Sure. We can do this in reverse order.
Thank you, Ms. Gazan. What I'd say to you is that those are very troubling statistics. I remarked on them myself. I was given a slightly different version: All of them were men, and out of 26 cases, 20 involved people who were white, with only six racialized people.
I think the importance of what you're underscoring is that we need a system that reflects better the statistical likelihood that you're going to have wrongful convictions across the prison population. When you look at the overrepresentation of indigenous and Black individuals in this country in the prison population, and you look at the number of women in the prison population, it is statistically improbable—probably impossible—that there's never been a wrongful conviction of a woman in this country, for example.
I think the way we address it is that we do some of the things that are targeted in the legislation, such as outreach activities where you're actually in prisons, explaining to people that there is this process that's available.

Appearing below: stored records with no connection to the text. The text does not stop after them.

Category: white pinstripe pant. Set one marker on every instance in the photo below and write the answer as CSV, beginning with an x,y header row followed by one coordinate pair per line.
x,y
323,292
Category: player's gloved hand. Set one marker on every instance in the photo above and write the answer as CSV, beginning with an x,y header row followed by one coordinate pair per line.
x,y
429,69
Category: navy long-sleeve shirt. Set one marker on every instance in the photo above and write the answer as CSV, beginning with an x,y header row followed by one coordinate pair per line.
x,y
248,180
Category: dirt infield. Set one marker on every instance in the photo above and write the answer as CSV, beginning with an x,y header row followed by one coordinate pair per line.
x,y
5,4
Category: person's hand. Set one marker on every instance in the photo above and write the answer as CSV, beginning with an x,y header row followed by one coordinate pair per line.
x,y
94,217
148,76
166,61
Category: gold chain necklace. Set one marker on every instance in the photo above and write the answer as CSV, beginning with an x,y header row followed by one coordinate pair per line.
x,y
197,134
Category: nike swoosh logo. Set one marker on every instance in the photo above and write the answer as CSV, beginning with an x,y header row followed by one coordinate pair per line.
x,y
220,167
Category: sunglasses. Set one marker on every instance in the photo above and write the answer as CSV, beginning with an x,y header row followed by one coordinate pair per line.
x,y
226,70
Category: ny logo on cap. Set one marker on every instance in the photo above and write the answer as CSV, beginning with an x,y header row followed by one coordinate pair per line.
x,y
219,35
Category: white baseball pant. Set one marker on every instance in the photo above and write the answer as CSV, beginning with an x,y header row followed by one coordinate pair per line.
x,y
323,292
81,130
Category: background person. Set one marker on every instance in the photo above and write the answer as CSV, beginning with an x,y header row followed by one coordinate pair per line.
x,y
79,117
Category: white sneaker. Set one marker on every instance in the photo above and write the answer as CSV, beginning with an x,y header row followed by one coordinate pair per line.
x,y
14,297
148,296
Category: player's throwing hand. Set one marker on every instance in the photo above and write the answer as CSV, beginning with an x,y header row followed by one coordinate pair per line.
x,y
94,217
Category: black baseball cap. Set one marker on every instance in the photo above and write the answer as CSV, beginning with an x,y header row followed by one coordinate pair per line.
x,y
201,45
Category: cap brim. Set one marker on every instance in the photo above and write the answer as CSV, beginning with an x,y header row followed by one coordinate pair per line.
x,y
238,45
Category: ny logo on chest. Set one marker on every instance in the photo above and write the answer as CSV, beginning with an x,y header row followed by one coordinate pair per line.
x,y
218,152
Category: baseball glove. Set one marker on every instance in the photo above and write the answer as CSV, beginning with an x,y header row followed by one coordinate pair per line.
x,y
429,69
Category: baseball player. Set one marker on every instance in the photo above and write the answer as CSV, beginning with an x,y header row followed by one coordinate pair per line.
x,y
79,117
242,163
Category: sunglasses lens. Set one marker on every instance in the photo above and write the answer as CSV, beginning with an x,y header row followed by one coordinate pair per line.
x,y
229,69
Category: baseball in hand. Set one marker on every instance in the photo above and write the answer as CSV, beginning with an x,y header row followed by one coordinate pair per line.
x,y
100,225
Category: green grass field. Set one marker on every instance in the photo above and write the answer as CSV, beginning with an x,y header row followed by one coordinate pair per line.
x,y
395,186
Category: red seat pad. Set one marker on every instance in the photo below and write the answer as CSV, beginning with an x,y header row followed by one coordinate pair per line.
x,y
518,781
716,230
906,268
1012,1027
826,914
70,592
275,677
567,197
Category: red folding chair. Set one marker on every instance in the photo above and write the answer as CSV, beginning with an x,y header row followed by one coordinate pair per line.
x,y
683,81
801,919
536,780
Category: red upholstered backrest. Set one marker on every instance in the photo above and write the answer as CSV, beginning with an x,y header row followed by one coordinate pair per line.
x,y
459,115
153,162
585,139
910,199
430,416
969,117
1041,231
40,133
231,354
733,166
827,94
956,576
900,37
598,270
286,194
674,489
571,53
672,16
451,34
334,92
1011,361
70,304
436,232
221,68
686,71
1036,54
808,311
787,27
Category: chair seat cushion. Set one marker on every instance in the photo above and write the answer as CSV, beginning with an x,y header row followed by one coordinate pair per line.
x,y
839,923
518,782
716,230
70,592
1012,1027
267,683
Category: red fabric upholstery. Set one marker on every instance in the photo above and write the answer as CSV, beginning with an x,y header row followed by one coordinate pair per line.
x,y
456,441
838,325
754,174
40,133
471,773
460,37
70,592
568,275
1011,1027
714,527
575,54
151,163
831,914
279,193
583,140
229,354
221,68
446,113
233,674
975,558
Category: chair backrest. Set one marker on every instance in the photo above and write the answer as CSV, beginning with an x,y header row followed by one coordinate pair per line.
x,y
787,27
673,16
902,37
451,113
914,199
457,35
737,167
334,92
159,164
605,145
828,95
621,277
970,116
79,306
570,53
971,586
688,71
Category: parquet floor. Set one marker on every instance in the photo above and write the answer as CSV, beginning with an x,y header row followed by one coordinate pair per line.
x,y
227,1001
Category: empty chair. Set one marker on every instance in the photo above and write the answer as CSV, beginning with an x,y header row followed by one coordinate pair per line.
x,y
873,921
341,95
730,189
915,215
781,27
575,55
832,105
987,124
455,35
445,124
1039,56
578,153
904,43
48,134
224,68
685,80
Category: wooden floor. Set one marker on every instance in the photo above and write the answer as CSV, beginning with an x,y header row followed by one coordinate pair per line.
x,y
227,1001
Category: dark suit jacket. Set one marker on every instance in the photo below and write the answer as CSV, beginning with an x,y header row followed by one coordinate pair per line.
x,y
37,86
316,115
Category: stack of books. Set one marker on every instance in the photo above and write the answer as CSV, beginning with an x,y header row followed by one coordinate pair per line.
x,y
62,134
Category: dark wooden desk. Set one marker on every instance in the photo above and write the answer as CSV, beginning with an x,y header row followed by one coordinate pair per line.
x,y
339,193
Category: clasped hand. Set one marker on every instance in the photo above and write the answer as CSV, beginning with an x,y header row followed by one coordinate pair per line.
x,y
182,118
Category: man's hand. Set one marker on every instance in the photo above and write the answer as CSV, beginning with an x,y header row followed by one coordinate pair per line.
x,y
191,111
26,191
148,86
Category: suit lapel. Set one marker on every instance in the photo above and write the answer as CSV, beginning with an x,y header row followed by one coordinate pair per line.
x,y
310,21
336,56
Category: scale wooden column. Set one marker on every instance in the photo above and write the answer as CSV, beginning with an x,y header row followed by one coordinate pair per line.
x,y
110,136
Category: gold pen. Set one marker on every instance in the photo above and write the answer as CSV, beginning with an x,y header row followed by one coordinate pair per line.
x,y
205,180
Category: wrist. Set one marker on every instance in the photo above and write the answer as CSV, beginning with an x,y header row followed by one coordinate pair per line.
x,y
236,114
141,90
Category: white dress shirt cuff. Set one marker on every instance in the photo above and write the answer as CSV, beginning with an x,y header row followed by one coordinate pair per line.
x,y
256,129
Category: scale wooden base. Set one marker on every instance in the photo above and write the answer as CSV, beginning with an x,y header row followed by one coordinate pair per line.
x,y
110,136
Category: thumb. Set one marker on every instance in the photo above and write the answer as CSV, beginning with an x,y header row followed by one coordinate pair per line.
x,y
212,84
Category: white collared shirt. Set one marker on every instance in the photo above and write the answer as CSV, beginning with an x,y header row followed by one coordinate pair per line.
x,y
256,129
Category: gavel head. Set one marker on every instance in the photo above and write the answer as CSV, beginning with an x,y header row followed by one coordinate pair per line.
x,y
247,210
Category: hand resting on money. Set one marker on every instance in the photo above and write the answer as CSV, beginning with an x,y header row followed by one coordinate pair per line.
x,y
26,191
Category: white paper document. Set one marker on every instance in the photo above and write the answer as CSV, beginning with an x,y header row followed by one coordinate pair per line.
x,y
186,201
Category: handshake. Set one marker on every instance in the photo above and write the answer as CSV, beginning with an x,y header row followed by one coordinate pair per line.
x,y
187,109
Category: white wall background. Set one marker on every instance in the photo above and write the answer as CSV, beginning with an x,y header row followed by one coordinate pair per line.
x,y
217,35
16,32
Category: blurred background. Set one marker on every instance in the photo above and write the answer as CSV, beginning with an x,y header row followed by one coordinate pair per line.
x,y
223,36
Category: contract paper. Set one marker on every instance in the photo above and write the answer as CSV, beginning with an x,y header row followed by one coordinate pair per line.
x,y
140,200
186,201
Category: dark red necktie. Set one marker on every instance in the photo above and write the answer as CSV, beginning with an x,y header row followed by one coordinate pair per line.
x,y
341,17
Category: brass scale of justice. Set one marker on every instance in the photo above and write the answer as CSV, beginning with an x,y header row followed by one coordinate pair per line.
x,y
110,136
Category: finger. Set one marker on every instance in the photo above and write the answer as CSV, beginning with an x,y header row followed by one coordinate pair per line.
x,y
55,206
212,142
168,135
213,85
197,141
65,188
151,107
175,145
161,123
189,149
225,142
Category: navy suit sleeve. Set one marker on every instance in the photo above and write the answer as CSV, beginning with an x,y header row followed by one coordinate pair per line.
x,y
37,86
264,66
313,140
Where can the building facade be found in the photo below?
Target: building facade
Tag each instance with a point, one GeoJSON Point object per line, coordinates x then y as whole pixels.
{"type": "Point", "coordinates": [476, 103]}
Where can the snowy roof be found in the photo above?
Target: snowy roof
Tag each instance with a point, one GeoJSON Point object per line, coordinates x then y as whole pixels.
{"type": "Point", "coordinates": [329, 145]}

You're looking at providing access to legal assistance. Sometimes we know that people are only as good as the lawyers they can afford to hire. By providing actual legal assistance, you're empowering those indigenous and Black people who are in prison populations. There's also providing translation and interpretation. That might beg the question of whether that would be provided in indigenous languages. I hope so, but I don't know the answer to that.
Lastly, there's even reintegration support. Sometimes it's daunting to raise the spectre of a wrongful conviction and then be given bail. As Ms. Besner just mentioned, when you have that bail provided to you, all of a sudden you're outside a prison system that you've been in for 18 years, hypothetically. You don't have the ability to house yourself, feed yourself or get employed.